22. Line installer and repairer
Median salary: $68,030
Line installers and repairers, also known as line workers, can often be found hanging from telephone poles, installing or repairing cables.
This job can either specialize in electrical or telecommunications lines and requires only a high school diploma to start working.
However, there are some companies who would prefer you have a two-year associate's degree that would provide you with a basic understanding of telecommunications and electrical utilities.
23. Farmer, rancher or agricultural manager
Median salary: $68,090
Farmers, ranchers and other types of agricultural managers produce the crops, livestock and dairy products that result in the food we eat.
Farms and ranches are primarily family owned and operated, but you’re also able to lease the land if you don’t have any yourself to cultivate.
If you don’t want to be around the physical product, agricultural managers take care of the day-to-day operations of various agricultural establishments.
24. Elevator and escalator repairer
Median salary: $88,540
Becoming an elevator and escalator repairer is a great way to keep the world moving.

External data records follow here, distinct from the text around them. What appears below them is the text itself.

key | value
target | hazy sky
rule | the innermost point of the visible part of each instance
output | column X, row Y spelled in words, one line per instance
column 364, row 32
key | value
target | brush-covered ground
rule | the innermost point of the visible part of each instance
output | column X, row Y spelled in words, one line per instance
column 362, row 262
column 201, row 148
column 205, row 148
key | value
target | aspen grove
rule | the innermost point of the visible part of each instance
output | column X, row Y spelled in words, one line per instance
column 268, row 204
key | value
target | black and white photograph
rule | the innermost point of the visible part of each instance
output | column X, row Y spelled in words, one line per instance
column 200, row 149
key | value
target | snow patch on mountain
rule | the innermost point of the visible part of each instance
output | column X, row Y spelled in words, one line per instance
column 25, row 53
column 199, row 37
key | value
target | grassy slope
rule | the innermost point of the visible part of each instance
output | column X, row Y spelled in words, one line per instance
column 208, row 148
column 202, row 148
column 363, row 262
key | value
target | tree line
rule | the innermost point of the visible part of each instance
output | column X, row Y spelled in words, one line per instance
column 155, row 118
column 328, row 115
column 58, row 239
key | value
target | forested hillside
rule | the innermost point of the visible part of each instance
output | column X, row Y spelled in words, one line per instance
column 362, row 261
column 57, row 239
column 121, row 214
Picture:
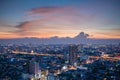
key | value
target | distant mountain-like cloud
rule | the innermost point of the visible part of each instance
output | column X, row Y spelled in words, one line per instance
column 81, row 38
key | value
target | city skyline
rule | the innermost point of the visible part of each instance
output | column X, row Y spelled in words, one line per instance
column 65, row 18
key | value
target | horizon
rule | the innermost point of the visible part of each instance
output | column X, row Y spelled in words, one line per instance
column 50, row 18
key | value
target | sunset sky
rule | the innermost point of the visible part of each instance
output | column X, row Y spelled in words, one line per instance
column 62, row 18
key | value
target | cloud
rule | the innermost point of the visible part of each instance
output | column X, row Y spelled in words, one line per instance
column 44, row 10
column 82, row 35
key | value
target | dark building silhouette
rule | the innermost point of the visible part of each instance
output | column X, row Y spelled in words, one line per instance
column 73, row 54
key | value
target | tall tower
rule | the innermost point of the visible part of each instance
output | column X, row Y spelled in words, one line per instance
column 73, row 54
column 34, row 69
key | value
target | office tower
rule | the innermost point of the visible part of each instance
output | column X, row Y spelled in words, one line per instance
column 34, row 69
column 73, row 54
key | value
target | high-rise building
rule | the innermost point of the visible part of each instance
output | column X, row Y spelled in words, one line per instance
column 73, row 54
column 34, row 69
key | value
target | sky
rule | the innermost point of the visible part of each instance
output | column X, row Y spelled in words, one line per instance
column 62, row 18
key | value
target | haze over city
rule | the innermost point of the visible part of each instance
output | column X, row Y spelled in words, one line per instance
column 63, row 18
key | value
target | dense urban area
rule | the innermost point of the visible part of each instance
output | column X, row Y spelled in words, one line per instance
column 60, row 62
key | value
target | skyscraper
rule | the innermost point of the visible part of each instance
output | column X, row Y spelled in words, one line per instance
column 73, row 54
column 34, row 69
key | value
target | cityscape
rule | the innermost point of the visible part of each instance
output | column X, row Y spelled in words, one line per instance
column 59, row 40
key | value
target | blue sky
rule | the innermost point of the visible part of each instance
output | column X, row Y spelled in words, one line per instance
column 62, row 18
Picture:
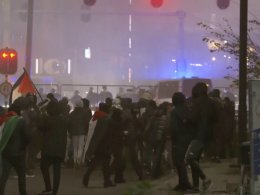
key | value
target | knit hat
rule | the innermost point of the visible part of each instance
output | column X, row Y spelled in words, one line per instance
column 79, row 103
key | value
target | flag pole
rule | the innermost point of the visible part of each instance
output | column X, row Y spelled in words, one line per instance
column 25, row 71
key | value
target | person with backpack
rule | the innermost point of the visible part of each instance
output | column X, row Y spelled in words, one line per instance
column 203, row 116
column 181, row 131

You’ll be helping install and repair various machinery like elevators, escalators, chairlifts and moving walkways — basically anything that moves people a short distance.
This field requires a four-year paid apprenticeship program sponsored by a union, industry association or company.
25. Power plant operator
Median salary: $89,090
The top paying trade job on this list is power plant operator. If you choose this high-paying trade field, you’ll be working with the systems that generate and distribute electric power.
Power plant operators go through fairly rigorous, long-term on-the-job training to develop their technical skills. Even after getting employed, you have to take regular training courses to keep your skills up to date.